3. The Bias-Variance Tradeoff

In [1]:
%pylab inline

import seaborn as sns

import clean_data
Populating the interactive namespace from numpy and matplotlib

Modelling distribution of radon in MN

Visual inspection of the variation in (log) observed radon levels for the households shows a broad range of values.

In [2]:
fig = clean_data.srrs_mn.activity.apply(lambda x: np.log(x + 0.1)).hist(bins=25)
fig.set_xlabel('log(radon)')
fig.set_ylabel('frequency');

We aim to determine which contributions of the prevailing radon level, and the floor at which radon level is measured, produce this distribution of observed values, by modelling the relationship between those quantities and the measured radon level.

Conventional approaches

Two conventional alternatives to modelling, pooling and not pooling represent two extremes of a tradeoff between variance and bias.

  • variance: the difference between observations and the mean behaviour of the model
  • bias: the difference between the mean behaviour of the model, and the mean behaviour of the "true" relationship

The bias-variance tradeoff

Where the variable we are trying to predict is $Y$, as a function of covariates $X$, we assume a relationship $Y = f(X) + \epsilon$ where the error term $\epsilon$ is distributed normally with mean zero: $\epsilon \sim N(0, \sigma_{\epsilon})$.

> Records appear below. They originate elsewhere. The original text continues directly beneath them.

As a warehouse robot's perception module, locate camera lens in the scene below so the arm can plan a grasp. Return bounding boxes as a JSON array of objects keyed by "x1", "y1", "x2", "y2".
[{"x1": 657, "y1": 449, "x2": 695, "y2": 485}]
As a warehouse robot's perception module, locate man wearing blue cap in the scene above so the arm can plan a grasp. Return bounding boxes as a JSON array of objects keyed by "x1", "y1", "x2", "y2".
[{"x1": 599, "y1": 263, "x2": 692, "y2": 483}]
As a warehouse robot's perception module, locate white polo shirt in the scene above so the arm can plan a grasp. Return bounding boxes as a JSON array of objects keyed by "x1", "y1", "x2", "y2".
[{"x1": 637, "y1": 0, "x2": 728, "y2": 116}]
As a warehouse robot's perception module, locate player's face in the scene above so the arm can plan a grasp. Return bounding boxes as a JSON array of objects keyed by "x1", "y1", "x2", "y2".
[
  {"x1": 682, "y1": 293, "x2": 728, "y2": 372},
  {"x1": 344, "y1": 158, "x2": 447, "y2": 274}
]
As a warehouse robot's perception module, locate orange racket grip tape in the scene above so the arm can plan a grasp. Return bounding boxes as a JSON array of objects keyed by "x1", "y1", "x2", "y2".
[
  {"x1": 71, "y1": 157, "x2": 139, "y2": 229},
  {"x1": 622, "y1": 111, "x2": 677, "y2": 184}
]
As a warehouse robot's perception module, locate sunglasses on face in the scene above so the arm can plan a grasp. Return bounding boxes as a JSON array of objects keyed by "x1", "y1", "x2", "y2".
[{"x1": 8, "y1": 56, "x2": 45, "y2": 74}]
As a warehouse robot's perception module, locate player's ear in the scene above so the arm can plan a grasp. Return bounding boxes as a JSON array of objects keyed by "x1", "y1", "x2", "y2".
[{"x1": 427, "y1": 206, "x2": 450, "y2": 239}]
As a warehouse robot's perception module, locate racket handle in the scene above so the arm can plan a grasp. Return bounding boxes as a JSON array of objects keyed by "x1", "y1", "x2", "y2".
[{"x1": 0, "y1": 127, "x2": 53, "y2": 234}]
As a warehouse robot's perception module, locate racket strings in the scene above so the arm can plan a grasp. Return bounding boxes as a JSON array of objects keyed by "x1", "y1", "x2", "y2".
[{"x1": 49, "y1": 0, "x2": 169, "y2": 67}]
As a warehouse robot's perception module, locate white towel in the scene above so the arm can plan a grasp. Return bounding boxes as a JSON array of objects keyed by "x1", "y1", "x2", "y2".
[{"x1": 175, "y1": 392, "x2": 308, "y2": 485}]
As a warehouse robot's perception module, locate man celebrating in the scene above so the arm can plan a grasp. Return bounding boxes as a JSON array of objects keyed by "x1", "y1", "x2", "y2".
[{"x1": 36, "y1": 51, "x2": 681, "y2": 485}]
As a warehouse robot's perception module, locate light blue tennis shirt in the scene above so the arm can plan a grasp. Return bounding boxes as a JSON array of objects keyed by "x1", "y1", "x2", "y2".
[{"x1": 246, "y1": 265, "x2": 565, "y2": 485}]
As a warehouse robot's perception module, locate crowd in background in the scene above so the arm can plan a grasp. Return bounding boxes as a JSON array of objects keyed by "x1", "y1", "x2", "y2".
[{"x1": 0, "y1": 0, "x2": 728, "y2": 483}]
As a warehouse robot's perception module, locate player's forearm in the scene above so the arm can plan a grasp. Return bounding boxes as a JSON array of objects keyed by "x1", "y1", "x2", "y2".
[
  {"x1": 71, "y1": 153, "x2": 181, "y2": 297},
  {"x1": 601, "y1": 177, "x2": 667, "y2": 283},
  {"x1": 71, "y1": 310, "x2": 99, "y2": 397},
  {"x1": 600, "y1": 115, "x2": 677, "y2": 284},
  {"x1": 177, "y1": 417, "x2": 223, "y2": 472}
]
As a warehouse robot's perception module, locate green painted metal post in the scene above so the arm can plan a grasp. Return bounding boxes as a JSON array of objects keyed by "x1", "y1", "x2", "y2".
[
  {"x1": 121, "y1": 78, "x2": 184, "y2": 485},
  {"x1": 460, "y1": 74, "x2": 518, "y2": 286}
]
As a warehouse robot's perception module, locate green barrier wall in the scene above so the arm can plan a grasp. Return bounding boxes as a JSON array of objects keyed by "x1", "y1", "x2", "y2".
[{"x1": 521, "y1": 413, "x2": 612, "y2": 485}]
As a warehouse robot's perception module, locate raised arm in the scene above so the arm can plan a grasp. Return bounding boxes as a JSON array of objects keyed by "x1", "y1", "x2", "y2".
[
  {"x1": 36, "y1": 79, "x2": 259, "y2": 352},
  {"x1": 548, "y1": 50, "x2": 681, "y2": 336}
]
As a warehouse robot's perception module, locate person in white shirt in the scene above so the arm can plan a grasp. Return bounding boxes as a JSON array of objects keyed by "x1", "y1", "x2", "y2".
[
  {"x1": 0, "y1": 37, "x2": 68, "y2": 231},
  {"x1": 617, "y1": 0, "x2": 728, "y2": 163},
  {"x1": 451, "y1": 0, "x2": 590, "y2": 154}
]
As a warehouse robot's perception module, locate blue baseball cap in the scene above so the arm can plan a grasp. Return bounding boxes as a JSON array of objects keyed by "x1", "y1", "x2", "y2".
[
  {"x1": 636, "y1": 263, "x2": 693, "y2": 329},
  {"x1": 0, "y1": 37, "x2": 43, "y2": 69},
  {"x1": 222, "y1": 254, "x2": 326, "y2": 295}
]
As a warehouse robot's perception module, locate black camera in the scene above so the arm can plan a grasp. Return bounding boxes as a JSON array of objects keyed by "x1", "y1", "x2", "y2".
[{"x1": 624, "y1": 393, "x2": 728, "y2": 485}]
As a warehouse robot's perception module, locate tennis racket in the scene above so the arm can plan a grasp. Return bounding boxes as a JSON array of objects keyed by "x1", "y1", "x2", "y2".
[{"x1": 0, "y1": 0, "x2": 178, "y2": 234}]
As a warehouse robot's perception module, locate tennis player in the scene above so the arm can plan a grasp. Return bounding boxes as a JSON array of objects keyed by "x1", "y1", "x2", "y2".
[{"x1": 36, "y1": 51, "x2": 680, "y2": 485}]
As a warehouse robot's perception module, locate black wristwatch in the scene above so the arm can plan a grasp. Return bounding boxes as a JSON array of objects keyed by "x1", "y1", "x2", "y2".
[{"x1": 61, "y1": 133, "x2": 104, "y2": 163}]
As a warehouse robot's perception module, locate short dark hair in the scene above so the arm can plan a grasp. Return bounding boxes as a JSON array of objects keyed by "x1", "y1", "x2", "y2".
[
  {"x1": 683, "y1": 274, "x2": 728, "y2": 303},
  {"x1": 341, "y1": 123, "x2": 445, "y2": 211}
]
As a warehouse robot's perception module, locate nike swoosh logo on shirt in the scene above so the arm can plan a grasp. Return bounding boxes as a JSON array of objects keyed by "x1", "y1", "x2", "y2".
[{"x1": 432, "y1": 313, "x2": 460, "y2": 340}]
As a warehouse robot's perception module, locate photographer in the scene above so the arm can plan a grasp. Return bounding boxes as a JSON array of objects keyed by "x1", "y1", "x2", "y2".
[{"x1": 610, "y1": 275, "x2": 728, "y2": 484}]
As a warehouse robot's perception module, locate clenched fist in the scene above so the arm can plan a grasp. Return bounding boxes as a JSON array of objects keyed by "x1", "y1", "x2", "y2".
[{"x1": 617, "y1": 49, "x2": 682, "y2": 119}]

We estimate a model $\hat{f}(X)$ of $f(X)$ using some technique. This gives us squared prediction error: $\textrm{Err}(x) = E[(Y − \hat{f}(x))^2]$. That squared error can be decomposed into:

$$\textrm{Err}(x)=(E[\hat{f} (x)] − f(x))^2 + E[(\hat{f}(x) − E[\hat{f}(x)])^2] + \sigma^2_e$$

where

  • $E[\hat{f} (x)] − f(x))^2$ is the square of the difference between the model $\hat{f}(x)$ and the 'true' relationship $f(x)$, i.e. the square of the bias
  • $E[(\hat{f}(x) − E[\hat{f}(x)])^2]$ is the square of the difference between the mean behaviour of the model and the observed behaviour of this model, i.e. the square of the variance
  • $\sigma^2_e$ is the noise of the 'true' relationship that cannot be captured in any model, i.e. the irreducible error

With a known true model, and an infinite amount of data, it is in principle possible to reduce both bias and variance to zero. In reality, both sources of error exist, and we choose to minimise bias and/or variance.

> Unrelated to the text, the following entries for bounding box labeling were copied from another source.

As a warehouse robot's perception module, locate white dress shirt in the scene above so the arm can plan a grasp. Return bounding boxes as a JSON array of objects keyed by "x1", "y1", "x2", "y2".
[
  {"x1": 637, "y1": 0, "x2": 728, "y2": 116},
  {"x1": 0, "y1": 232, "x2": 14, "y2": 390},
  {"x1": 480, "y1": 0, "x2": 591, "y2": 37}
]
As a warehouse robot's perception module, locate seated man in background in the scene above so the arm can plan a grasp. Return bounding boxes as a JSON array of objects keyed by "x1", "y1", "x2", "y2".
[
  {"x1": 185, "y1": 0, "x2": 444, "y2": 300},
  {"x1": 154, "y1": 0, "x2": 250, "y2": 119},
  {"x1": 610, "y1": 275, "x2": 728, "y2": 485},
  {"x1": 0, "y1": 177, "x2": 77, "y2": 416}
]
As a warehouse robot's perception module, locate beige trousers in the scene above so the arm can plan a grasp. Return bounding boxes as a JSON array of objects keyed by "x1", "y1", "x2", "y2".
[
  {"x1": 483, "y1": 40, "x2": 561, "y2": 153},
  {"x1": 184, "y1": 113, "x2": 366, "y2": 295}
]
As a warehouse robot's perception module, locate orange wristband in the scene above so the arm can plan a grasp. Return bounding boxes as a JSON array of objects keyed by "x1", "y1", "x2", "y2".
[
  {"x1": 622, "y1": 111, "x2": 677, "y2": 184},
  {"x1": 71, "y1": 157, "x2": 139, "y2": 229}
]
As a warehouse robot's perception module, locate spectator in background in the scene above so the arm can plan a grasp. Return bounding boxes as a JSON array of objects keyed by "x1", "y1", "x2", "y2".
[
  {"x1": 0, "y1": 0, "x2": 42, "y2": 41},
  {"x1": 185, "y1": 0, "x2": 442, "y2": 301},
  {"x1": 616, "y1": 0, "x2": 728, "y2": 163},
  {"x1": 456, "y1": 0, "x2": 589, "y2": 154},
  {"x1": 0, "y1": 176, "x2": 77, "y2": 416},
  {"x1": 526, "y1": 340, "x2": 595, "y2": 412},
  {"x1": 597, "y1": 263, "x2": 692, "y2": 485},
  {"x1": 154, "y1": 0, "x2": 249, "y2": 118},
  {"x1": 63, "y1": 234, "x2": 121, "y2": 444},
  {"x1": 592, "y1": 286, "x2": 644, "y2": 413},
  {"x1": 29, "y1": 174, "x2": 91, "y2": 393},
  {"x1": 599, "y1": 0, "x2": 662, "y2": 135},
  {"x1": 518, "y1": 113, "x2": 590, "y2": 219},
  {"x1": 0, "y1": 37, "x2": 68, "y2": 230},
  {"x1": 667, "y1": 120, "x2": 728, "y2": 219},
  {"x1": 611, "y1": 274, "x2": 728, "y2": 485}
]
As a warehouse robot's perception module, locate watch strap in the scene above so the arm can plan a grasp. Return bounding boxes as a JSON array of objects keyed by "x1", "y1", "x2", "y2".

The trade-off in the radon model

Taking $y = \log(\textrm{radon})$, floor measurements (basement or ground) as $x$, where $i$ indicates the house, and $j[i]$ is the county to which a house 'belongs'. Then $\alpha$ is the radon level across all counties, and $\alpha_{j[i]}$ is the radon level in a single county; $\beta$ is the influence of the choice of floor at which measurement is made; and $\epsilon$ is some other error (measurement error, temporal variation in a house, or variation among houses).

We can take two contrasting, and extreme approaches:

  • Complete pooling - treat all counties the same, and estimate a single radon level: $y_i = \alpha + \beta x_i + \epsilon_i$
  • No pooling - treat each county independently: $y_i = \alpha_{j[i]} + \beta x_i + \epsilon_i$

When we do not pool, we will likely obtain quite different parameter estimates $\alpha_{j[i]}$ for each county - especially when there are few observations in a county. As new data is gathered, these estimates are likely to change radically. This is therefore a model with high variance.

Alternatively, by pooling all counties, we will obtain a single estimate for $\alpha$, but this value may deviate quite far from the true situation in some or all counties. This is therefore a model with high bias.

So, if we treat all counties as the same, we have a biased estimate, but if we treat them as individuals, we have high variance - the bias-variance tradeoff. It may be the case that neither extreme produces a good model for the real behaviour: models that minimise bias to produce a high variance error are overfit; those that minimise variance to produce a strong bias error are underfit.